Il tuo nome è Oldea: è un nome d’arte?
No, è il mio nome reale. ma, con il tempo è diventato un segno distintivo della mia identità. È un nome che mi rappresenta: raro, riconoscibile, coerente con il percorso che sto costruendo.
Il nome Oldea ha un significato?
Sì, ha una storia lunga alle spalle, ma in sintesi il suo significato è “dea del sole”. È un’immagine in cui mi riconosco molto: richiama luce, energia e presenza.
Cosa rappresenta per te l’identità?
Identità è chiarezza interiore. È sapere chi sei senza doverlo spiegare a nessuno. Per me significa coerenza, disciplina e fedeltà a me stessa, anche quando il contesto cambia o mette alla prova.
Quanto contano oggi le tue radici?
Sono la mia struttura portante. Vengo dall’Emilia-Romagna e porto con me valori solidi, e un forte senso di concretezza. Le radici ti danno stabilità e ti permettono di crescere senza perdere direzione.
Studi Giurisprudenza: una scelta che sorprende chi ti vede nel mondo della comunicazione…
In realtà è la mia base strategica.
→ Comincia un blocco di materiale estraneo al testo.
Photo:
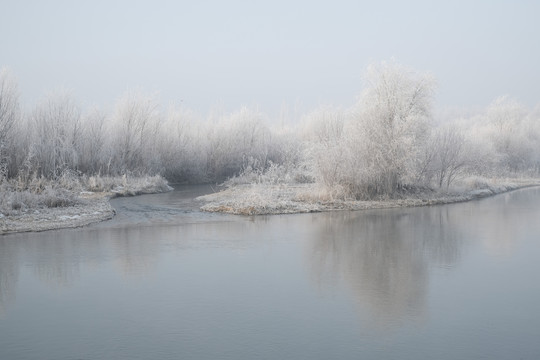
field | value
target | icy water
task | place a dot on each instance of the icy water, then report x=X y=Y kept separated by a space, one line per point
x=164 y=281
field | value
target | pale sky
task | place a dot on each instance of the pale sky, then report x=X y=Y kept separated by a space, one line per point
x=268 y=53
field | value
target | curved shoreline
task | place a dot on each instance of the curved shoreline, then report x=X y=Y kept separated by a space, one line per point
x=94 y=207
x=286 y=199
x=240 y=200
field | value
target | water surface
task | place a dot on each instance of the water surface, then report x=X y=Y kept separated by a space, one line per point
x=165 y=281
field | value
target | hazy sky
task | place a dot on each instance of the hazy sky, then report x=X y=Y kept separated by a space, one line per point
x=268 y=53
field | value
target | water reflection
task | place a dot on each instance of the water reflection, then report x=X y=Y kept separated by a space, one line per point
x=385 y=256
x=9 y=273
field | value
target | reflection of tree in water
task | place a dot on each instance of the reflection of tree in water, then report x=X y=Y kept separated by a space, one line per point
x=135 y=249
x=385 y=256
x=9 y=272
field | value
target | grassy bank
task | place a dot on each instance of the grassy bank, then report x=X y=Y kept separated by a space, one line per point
x=39 y=204
x=268 y=199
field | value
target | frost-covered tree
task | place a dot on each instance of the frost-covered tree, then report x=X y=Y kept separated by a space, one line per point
x=134 y=128
x=450 y=158
x=93 y=158
x=507 y=130
x=9 y=115
x=325 y=150
x=392 y=121
x=236 y=141
x=56 y=135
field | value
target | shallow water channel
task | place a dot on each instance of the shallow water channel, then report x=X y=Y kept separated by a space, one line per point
x=165 y=281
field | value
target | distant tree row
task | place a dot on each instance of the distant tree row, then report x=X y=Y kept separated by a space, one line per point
x=387 y=143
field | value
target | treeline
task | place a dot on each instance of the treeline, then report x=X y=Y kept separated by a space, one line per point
x=387 y=143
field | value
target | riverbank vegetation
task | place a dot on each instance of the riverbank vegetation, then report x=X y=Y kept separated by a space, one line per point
x=391 y=145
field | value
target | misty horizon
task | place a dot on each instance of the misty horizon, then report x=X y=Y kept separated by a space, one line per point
x=271 y=56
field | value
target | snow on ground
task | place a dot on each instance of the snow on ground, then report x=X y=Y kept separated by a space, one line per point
x=264 y=199
x=93 y=209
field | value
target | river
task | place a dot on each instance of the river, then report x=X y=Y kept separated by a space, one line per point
x=165 y=281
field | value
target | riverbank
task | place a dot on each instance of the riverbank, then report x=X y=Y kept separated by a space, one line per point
x=84 y=208
x=265 y=199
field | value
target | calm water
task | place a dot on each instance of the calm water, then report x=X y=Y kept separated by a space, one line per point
x=164 y=281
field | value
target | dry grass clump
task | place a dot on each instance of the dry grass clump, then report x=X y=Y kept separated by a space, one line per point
x=126 y=185
x=49 y=195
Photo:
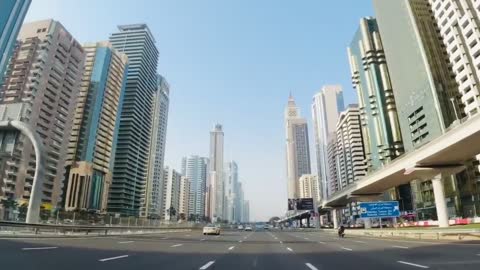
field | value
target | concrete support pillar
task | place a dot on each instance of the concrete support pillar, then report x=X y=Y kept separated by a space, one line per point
x=368 y=223
x=441 y=205
x=335 y=218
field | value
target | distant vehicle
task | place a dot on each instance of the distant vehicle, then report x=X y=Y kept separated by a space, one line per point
x=211 y=229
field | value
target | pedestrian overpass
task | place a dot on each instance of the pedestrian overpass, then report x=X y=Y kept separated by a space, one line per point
x=442 y=156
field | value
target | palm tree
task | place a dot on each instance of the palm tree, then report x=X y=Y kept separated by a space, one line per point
x=171 y=212
x=9 y=205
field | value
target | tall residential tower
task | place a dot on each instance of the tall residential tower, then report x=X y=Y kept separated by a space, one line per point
x=195 y=168
x=326 y=107
x=42 y=84
x=216 y=187
x=128 y=189
x=91 y=148
x=12 y=13
x=152 y=202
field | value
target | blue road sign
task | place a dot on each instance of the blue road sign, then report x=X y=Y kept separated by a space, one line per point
x=379 y=209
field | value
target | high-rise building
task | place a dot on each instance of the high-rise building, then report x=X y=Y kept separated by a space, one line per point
x=424 y=86
x=171 y=194
x=298 y=150
x=127 y=192
x=184 y=198
x=458 y=22
x=216 y=192
x=231 y=183
x=195 y=168
x=326 y=107
x=246 y=212
x=333 y=184
x=152 y=202
x=239 y=202
x=12 y=14
x=350 y=151
x=42 y=81
x=371 y=79
x=91 y=148
x=308 y=187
Il diritto forma il pensiero critico, insegna a leggere le dinamiche sociali e i rapporti di potere. È una lente attraverso cui interpreto persone, contesti e linguaggi. È una competenza che utilizzo ogni giorno.
Milano è la tua casa da quanto tempo?
Da circa un anno. Mi sono trasferita per gli studi e per avvicinarmi professionalmente al mondo della conduzione. Milano è una città esigente, ma per chi ha visione e disciplina è un acceleratore straordinario.
C’è stato un momento decisivo nel tuo percorso?
Più di uno. L’anno vissuto negli Stati Uniti e il trasferimento a Milano sono stati passaggi chiave. Cambiare ambiente, ritmo e responsabilità mi ha fatto capire quanto fossi pronta per uno step superiore di crescita personale e professionale.
Quando nasce la passione per la conduzione e la comunicazione?
È una vocazione naturale. Non riguarda solo la televisione, ma la capacità di raccontare, creare connessione, generare dialogo autentico. Voce, immagine e presenza scenica sono strumenti espressivi che sento profondamente miei.
Come ti definiresti oggi?
Dinamica, ambiziosa e focalizzata. Molto attenta ai dettagli, orientata agli obiettivi, con una visione chiara ma in continua evoluzione.

Nell’ultimo anno ti abbiamo vista tra Venezia e Fashion Week: che esperienza è stata?
Altamente formativa. Contesti creativi e ad alta intensità, dove estetica e comunicazione si fondono. Ambienti che affinano lo sguardo, il linguaggio e la capacità di posizionarsi con identità precisa.
Guardando al futuro, cosa dobbiamo aspettarci?
Progetti importanti, costruiti con metodo. Preferisco lasciare che i risultati parlino al momento giusto.
Cosa guida oggi le tue scelte?
Autenticità e coerenza. Scelgo ciò che è allineato con la mia direzione, anche quando il percorso non è il più semplice o immediato.
Il messaggio che vuoi lasciare?
Trovate la vostra voce e proteggetela. Anche quando sembra fuori contesto. Ogni esperienza può diventare valore, se vissuta con consapevolezza e coraggio.